Pathway to Success
A Natural State for Trails
By MARTIN HINTZ
If an Arkansan says, “Go take a hike,” it’s all in good humor. After all, seemingly wherever you go in The Natural State, communities large and small are installing new trails or enhancing existing ones. Arkansas is certainly on the go—to the outside—while reaping economic and quality of life benefits along the way.
Even Gov. Asa Hutchinson waxes eloquent about treks along the Arkansas River near Paris and with his kids along the Ozark Highlands Trail.
“I won’t try to name the best; usually my favorite trail is the one I’m hiking at the moment,” Hutchinson said. “People come from across the world to experience Arkansas, which is a great benefit to our economy. In 2018 alone, Arkansas hosted more than 30 million visitors, many of whom specifically came for our state’s outdoor attractions.”
No matter the usage, source after source indicates trails equal tourism dollars. The Arkansas Department of Parks and Tourism uses figures from the U.S. Travel Association to estimate tourism’s overall economic impact in the state. Using this assessment and a study by Longwoods International, it is estimated 3.2 percent of the 29.2 million person-trips to Arkansas in 2016 included bicycling, totaling $246.5 million in cycling-related trip expenditures that year.
Additionally, the Outdoor Association Foundation found “jogging and trail running remain the most popular activities among Americans when measured by both number of participants and by number of total annual outings.” And as National Park Service statistics indicate, outdoor recreation and leisure expenditures overall account for a large portion of visitor spending.
Given this, numerous communities have eagerly taken up the cause of creating or enhancing pathways to take advantage of ever-expanding tourism expenditures.
“Trails are important for health and quality of life for residents of a community,” emphasized Arkansas Tourism’s Brandy Flowers. She said visitors are more likely to return to areas where they feel residents have a high quality of life and are also more likely to spend additional time in areas that seem like a nice place to live.
Among the many Arkansas cities and towns enthusiastically supporting outdoor endeavors are Bentonville, Hot Springs and Eureka Springs. Bentonville has the biking bug, with 30 cycling events set for 2019, including the Innovation Cycles Festival (Sept. 13-15) and the Arkansas Enduro Series (Sept. 20-22).
“In 2016, Bentonville hosted the International Mountain Biking Association World Summit, introducing our city and region as a destination to cycling leaders and advocates from around the world,” said Kalene Griffith, Visit Bentonville president. “A Walton Family Foundation study reported over 57 percent of our single-track riders are from outside our region.

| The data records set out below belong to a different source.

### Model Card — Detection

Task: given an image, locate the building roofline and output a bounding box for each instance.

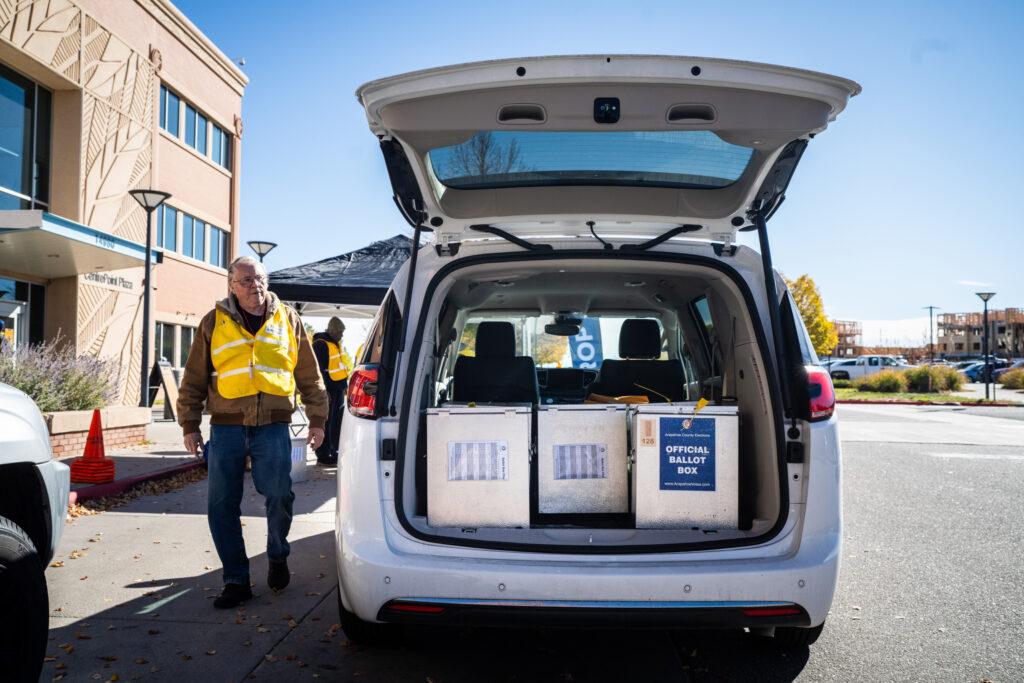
[142,0,249,93]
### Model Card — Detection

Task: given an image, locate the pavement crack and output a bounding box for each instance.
[241,583,337,679]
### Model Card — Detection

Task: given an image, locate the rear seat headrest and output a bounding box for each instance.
[475,321,516,358]
[619,319,661,359]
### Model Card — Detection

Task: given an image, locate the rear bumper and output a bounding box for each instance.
[378,598,811,629]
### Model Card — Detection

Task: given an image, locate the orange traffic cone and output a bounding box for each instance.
[70,409,115,484]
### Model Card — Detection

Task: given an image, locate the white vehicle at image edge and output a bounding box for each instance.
[335,55,859,647]
[828,354,911,381]
[0,382,71,680]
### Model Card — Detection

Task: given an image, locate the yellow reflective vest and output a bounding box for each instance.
[315,338,352,382]
[211,307,298,399]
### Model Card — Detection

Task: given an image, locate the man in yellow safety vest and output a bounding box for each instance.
[312,316,352,465]
[177,256,328,609]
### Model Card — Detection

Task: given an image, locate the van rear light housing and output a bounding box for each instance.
[806,365,835,422]
[347,364,381,419]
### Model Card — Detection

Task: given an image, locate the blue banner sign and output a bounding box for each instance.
[569,317,603,369]
[659,417,716,491]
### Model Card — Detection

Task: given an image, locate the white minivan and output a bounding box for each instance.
[335,56,857,647]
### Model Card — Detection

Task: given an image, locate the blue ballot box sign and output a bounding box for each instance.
[659,416,716,491]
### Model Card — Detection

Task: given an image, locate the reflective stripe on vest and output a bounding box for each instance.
[211,307,297,399]
[317,338,350,381]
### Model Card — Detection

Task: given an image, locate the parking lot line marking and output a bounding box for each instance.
[928,453,1024,462]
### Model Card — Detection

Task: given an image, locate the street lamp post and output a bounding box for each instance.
[129,189,171,408]
[923,305,939,363]
[976,292,995,401]
[246,240,278,262]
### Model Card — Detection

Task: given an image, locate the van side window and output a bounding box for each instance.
[358,292,403,411]
[869,357,879,367]
[783,293,817,365]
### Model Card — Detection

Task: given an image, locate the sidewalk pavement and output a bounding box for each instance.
[953,381,1024,403]
[64,408,316,503]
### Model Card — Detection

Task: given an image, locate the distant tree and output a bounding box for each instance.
[785,274,838,357]
[447,132,522,178]
[303,322,316,338]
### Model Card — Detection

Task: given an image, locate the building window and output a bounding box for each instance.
[184,105,208,154]
[157,205,177,250]
[211,125,231,169]
[208,226,228,268]
[160,85,180,136]
[972,342,981,350]
[179,326,195,367]
[0,63,51,209]
[181,213,206,261]
[156,322,175,365]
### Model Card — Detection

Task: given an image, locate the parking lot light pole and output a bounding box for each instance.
[976,292,995,401]
[247,240,277,262]
[923,305,939,363]
[129,189,172,408]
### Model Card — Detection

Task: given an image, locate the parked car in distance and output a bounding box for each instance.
[0,383,71,681]
[993,359,1024,381]
[960,362,986,382]
[828,355,910,380]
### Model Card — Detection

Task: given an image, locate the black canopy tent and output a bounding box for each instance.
[268,234,412,317]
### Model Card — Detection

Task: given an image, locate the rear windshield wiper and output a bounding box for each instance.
[468,224,554,251]
[619,224,703,252]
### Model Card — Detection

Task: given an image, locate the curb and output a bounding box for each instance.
[69,459,205,505]
[837,399,1020,407]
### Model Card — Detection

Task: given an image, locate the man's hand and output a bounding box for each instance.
[184,432,204,456]
[307,427,325,450]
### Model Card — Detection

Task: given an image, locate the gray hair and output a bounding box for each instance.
[227,255,266,279]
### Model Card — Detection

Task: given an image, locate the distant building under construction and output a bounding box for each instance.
[937,308,1024,358]
[831,320,862,357]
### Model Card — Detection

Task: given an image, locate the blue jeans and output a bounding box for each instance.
[207,423,294,586]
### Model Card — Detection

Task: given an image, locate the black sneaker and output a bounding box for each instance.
[213,583,253,609]
[268,559,290,591]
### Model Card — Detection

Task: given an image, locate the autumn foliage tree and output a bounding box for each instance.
[784,274,838,357]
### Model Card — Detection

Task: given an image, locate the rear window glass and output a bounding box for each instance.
[427,131,754,190]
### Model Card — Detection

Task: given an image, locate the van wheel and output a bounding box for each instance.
[772,623,824,647]
[0,515,49,682]
[831,371,849,380]
[337,591,394,646]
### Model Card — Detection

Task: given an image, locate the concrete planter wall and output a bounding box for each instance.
[44,406,151,458]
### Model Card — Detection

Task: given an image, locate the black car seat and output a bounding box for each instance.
[453,321,539,403]
[588,319,686,402]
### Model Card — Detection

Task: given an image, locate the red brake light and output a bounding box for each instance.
[347,364,380,419]
[806,365,835,422]
[386,601,446,614]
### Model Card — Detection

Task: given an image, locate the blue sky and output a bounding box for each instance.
[176,0,1023,343]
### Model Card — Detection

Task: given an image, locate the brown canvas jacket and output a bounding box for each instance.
[176,292,328,436]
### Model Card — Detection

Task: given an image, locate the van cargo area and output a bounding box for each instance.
[393,254,786,551]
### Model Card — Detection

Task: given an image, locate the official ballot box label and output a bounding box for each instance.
[659,417,716,491]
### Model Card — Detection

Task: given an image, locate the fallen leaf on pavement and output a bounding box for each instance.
[55,662,67,670]
[264,654,277,663]
[79,576,88,581]
[134,659,148,665]
[181,654,192,661]
[50,561,64,568]
[305,592,320,597]
[147,629,160,636]
[257,627,269,633]
[76,633,92,640]
[44,656,56,662]
[99,655,117,661]
[206,650,217,656]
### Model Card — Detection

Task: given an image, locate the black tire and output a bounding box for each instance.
[831,371,849,380]
[772,623,824,647]
[336,590,395,646]
[0,515,49,682]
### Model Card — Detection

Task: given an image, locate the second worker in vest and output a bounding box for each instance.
[312,317,351,465]
[177,255,328,609]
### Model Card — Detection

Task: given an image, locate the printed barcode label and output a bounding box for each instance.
[553,444,608,480]
[447,441,509,481]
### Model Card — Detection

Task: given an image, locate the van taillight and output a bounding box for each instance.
[806,365,835,422]
[347,364,380,419]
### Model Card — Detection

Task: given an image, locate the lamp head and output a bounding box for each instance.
[975,292,995,303]
[247,240,278,258]
[129,189,171,211]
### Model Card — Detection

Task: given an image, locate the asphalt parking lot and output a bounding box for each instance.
[41,404,1024,682]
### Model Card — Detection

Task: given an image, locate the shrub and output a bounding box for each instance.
[855,369,908,393]
[904,365,963,393]
[0,338,117,412]
[1001,369,1024,391]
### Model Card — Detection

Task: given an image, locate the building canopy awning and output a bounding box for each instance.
[0,210,159,279]
[269,234,412,319]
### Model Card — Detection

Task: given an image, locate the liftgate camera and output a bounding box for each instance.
[594,97,620,124]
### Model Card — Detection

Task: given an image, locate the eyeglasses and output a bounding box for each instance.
[232,276,268,288]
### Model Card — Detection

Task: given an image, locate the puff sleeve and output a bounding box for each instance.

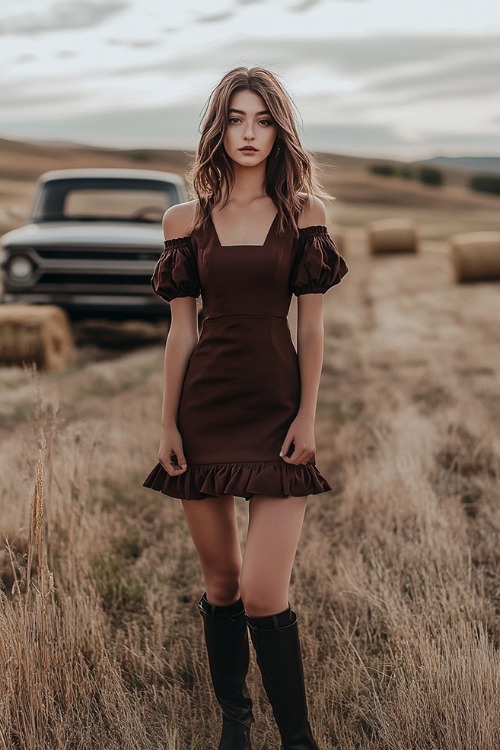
[290,225,348,296]
[151,236,201,302]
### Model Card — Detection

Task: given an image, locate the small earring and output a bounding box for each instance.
[275,144,281,158]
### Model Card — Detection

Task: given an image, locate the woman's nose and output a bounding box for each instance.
[243,123,255,139]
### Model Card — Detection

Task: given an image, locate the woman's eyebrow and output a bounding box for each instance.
[229,108,271,115]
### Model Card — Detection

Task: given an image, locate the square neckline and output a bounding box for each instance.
[209,211,279,248]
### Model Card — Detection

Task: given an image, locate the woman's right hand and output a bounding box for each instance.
[158,425,188,475]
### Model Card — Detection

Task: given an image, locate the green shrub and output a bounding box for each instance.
[469,174,500,195]
[369,163,395,176]
[418,167,443,186]
[399,166,414,180]
[127,149,154,162]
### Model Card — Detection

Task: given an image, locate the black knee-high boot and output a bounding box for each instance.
[247,607,320,750]
[198,593,254,749]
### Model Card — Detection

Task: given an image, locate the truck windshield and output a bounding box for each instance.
[30,177,179,223]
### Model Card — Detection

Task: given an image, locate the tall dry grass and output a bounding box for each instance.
[1,224,500,749]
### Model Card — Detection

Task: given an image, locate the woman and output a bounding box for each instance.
[143,66,348,750]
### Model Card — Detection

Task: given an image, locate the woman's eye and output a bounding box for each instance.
[229,117,241,124]
[260,119,273,126]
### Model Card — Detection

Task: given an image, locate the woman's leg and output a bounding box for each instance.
[239,494,308,616]
[241,494,320,750]
[181,495,253,749]
[182,495,242,605]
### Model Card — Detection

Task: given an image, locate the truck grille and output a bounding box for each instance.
[34,246,159,262]
[36,272,152,294]
[3,244,160,297]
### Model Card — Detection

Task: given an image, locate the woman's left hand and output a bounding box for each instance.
[279,413,316,465]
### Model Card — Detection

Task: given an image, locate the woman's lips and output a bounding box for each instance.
[239,147,257,152]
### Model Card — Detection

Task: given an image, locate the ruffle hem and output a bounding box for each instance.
[142,459,332,501]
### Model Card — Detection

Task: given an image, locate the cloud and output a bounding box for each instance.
[106,37,161,48]
[12,54,36,64]
[302,122,409,152]
[0,90,84,109]
[291,0,366,7]
[110,32,500,82]
[367,54,500,102]
[291,0,322,11]
[292,0,366,8]
[97,31,500,131]
[416,129,500,152]
[0,103,203,149]
[196,11,235,24]
[0,0,128,36]
[0,75,85,111]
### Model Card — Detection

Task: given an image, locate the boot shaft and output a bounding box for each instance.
[247,607,320,750]
[198,593,254,735]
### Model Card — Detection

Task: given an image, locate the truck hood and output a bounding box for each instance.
[1,221,164,247]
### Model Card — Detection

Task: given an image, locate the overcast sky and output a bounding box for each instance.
[1,0,499,160]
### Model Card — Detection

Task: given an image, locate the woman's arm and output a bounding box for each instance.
[161,297,199,427]
[295,194,327,418]
[280,296,324,465]
[158,299,198,475]
[280,195,327,465]
[296,295,325,420]
[158,203,199,474]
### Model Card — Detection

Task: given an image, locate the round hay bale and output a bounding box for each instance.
[0,304,74,371]
[368,218,419,255]
[449,231,500,283]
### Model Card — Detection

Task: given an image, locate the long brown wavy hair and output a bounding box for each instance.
[187,66,332,236]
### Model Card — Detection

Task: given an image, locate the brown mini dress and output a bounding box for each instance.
[142,211,348,501]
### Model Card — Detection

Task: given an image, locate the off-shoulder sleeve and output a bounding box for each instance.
[290,225,348,296]
[151,236,201,302]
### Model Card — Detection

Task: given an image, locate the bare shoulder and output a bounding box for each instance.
[297,193,327,229]
[162,200,197,241]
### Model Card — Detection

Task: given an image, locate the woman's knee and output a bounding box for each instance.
[204,566,241,606]
[240,581,289,617]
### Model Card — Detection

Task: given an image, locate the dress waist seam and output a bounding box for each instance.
[204,314,287,320]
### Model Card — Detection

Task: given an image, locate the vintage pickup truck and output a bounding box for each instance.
[0,168,187,317]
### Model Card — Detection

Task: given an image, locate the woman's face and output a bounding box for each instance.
[223,89,278,168]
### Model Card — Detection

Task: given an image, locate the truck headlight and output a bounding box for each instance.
[8,254,35,280]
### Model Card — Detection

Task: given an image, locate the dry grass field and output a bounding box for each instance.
[0,138,499,749]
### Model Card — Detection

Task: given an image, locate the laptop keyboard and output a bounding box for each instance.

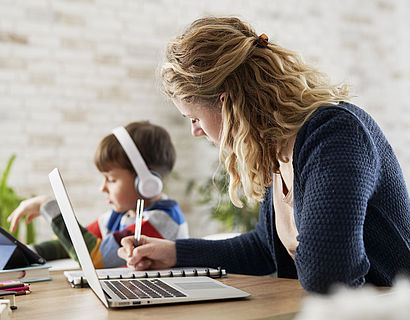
[105,279,187,300]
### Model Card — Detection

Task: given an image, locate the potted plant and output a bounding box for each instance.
[186,163,259,233]
[0,155,36,244]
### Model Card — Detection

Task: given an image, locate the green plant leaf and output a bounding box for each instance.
[0,155,36,243]
[186,162,259,233]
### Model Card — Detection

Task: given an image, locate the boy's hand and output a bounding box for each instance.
[7,195,52,232]
[118,235,177,270]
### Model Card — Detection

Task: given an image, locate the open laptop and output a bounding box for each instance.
[48,168,250,308]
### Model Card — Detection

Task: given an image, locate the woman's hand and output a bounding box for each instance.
[7,195,52,232]
[118,235,177,270]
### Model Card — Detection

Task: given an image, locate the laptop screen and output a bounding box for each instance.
[49,168,109,307]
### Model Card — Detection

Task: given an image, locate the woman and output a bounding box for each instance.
[118,17,410,294]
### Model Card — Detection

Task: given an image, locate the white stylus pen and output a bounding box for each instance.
[134,199,144,247]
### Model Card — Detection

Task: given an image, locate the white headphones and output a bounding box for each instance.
[112,126,163,199]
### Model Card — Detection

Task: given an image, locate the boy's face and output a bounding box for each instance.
[100,167,138,212]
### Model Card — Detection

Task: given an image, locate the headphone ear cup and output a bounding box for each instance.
[149,170,161,180]
[134,171,162,198]
[134,176,140,193]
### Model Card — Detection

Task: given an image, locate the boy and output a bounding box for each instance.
[8,121,188,268]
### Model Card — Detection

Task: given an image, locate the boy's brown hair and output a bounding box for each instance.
[94,121,176,179]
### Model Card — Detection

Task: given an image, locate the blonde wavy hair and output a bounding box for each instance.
[161,17,350,207]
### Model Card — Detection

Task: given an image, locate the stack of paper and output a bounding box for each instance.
[64,267,227,288]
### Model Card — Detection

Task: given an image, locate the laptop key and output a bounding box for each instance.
[151,279,187,297]
[111,280,143,299]
[105,281,128,299]
[121,280,150,299]
[130,280,162,298]
[140,280,174,298]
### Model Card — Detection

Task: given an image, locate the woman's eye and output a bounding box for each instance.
[191,118,199,124]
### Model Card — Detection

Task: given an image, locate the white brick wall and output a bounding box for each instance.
[1,0,409,242]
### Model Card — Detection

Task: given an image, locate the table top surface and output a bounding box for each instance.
[9,270,306,320]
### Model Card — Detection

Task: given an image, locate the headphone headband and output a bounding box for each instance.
[112,126,162,198]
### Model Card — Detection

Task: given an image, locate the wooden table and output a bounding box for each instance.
[10,270,306,320]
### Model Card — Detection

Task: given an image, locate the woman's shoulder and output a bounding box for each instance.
[293,101,384,174]
[304,102,369,129]
[295,102,376,148]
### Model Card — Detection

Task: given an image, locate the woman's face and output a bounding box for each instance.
[172,98,222,146]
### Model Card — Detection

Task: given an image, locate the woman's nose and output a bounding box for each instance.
[191,122,204,137]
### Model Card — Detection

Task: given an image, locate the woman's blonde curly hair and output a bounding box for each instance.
[161,16,350,207]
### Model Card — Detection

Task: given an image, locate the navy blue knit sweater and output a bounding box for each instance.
[175,102,410,294]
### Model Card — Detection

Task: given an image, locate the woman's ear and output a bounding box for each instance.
[220,93,226,103]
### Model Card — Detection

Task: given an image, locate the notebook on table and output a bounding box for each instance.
[48,168,250,308]
[64,266,227,288]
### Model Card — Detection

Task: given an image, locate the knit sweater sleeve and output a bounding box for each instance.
[293,108,379,293]
[175,216,276,275]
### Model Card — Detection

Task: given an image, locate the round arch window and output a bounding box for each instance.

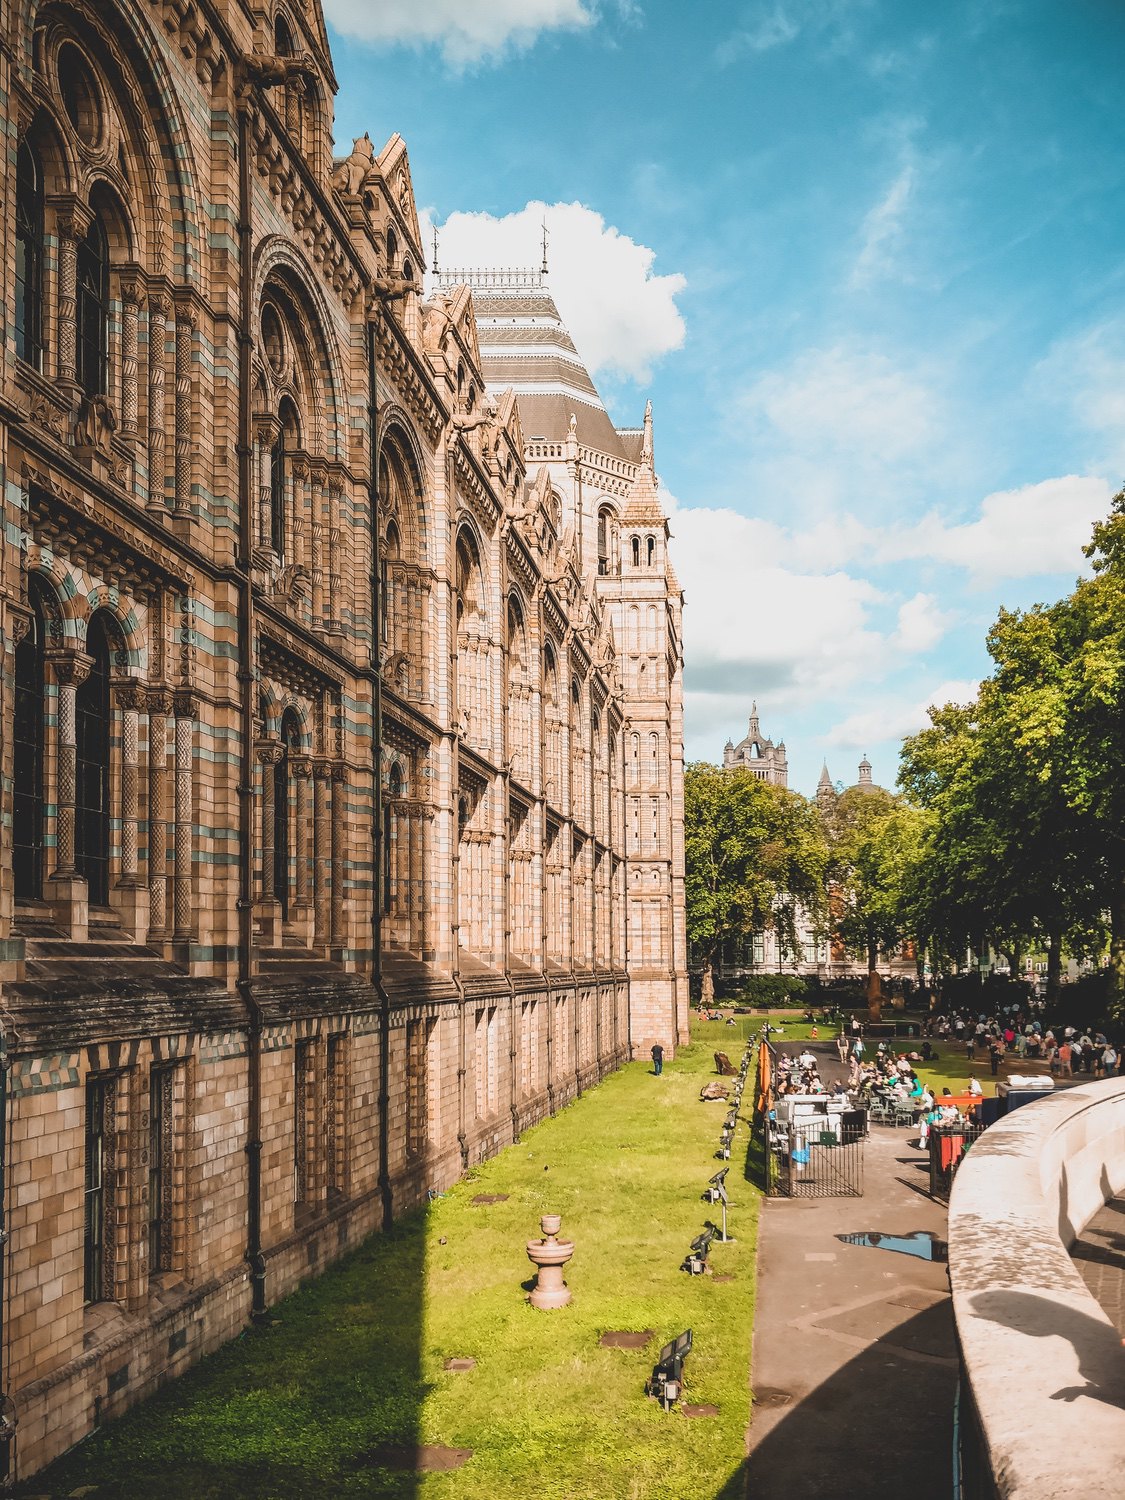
[56,44,102,148]
[261,303,286,377]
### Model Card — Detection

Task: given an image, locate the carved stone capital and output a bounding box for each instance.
[46,648,94,688]
[119,270,147,309]
[8,604,33,648]
[313,759,334,782]
[330,762,348,784]
[113,677,148,713]
[256,740,283,767]
[173,690,198,720]
[290,756,314,780]
[174,301,198,332]
[50,195,94,243]
[147,686,175,717]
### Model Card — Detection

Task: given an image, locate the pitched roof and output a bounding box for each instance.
[442,270,629,460]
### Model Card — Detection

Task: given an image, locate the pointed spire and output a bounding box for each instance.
[641,399,654,469]
[818,761,833,788]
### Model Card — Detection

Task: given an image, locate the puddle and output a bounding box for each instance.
[837,1230,948,1262]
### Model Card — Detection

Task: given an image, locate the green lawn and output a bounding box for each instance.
[30,1039,758,1500]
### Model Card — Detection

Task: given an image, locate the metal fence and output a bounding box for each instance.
[761,1120,865,1198]
[928,1122,986,1199]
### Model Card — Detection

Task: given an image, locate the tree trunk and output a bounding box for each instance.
[866,939,882,1022]
[1110,872,1125,1021]
[1045,926,1062,1008]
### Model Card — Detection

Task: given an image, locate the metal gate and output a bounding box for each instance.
[763,1120,865,1198]
[928,1122,985,1200]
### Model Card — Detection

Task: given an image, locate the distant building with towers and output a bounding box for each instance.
[723,703,788,786]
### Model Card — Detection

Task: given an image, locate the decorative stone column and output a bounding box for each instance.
[313,760,331,949]
[420,808,434,960]
[147,292,169,515]
[52,200,91,396]
[173,306,196,515]
[254,417,280,566]
[291,756,312,918]
[171,693,197,951]
[310,463,326,626]
[330,761,347,950]
[256,740,283,945]
[407,803,422,952]
[327,475,344,634]
[113,679,149,939]
[44,647,93,940]
[147,687,172,944]
[118,273,144,444]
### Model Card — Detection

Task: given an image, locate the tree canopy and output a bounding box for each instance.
[684,764,828,976]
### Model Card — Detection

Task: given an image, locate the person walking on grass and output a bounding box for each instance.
[650,1042,664,1076]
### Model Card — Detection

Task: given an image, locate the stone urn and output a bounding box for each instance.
[526,1213,574,1309]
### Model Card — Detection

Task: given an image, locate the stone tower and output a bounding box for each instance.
[723,703,788,786]
[465,268,690,1053]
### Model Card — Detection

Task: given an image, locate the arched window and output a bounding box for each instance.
[15,141,44,368]
[646,535,655,567]
[274,709,300,920]
[631,536,640,567]
[76,612,113,904]
[597,506,614,577]
[13,582,49,898]
[384,762,403,916]
[76,213,110,397]
[387,227,399,274]
[271,398,299,556]
[382,519,400,646]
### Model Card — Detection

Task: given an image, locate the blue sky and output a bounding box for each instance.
[324,0,1125,794]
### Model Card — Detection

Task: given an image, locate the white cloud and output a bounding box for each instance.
[879,475,1113,582]
[716,0,871,65]
[323,0,594,66]
[666,493,887,710]
[743,344,939,466]
[850,161,916,288]
[892,592,953,653]
[716,4,800,61]
[826,678,978,752]
[1035,321,1125,478]
[426,201,686,384]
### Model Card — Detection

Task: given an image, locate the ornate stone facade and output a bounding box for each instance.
[0,0,685,1480]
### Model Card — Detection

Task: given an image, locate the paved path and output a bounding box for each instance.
[739,1045,955,1500]
[1072,1195,1125,1336]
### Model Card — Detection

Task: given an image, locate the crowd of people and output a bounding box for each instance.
[927,1008,1119,1078]
[774,1047,849,1098]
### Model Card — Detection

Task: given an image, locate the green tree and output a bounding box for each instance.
[899,491,1125,1012]
[823,786,929,1016]
[684,763,828,1002]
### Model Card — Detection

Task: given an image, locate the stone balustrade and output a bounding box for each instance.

“Because of our continued success, in 2018 we hosted 23 cycling events, which had a direct economic impact of over $1.5 million for our city.”
“With the addition of Phase 1 of the Northwoods Trails with 16 miles currently built, we can already see a positive economic impact in Hot Springs,” said parks and trails director Anthony Whittington. “The trails are already attracting regional mountain bike competitions as well, with the Kodiak Tough Race Series held here in February.”
Whittington said local hotels and businesses are feeding Hot Springs’ burgeoning reputation as a bike-friendly city, making accommodations for riders, such as bike racks, repair stations and storage for overnight guests. The city is also moving swiftly to extend the Hot Springs Creek Greenway Trail, currently with 2.5 miles completed out of the 4.2-mile goal. The newest parcel, called the Utility Service Center Section, was dedicated in November 2018. The paved trail, open to bike and foot traffic, is already set to expand late in 2019.
Through a 1/8-cent sales tax, renewed by voters in 2017, Eureka Springs has dedicated funding for capital improvements and support for recreational and educational programming, said Justin Huss, director of the Eureka Springs Parks and Recreation Commission.
“Lake Leatherwood is over 1,600 acres and along with other local parks and greenspace, the system has over 1,850 acres under its management or roughly 41 percent of the acreage of Eureka Springs,” he said. “This equates to almost an acre of parkland per resident, a number that is nearly unparalleled.”
Huss noted the intertwining of natural surroundings and parkland holds value for residents and tourists alike.
“The approval of [the sales tax] has allowed our park system to repair and build facilities and provided revenue opportunities,” he said. “These improvements have resulted in 2018 revenue that has increased 99 percent from 2015 and our camping and cabin occupancy has increased from 11 percent to just under 30 percent.
“We are currently in the final planning stages of work on the Dairy Hollow Trail inside the city limits. This project will be a partnership with a local private school, Public Works and Parks with support from the local Native Plant Society and the (U.S.D.A.) Forest Service.”
“In 2018 alone, Arkansas hosted more than 30 million visitors, many of whom specifically came for our state’s outdoor attractions.”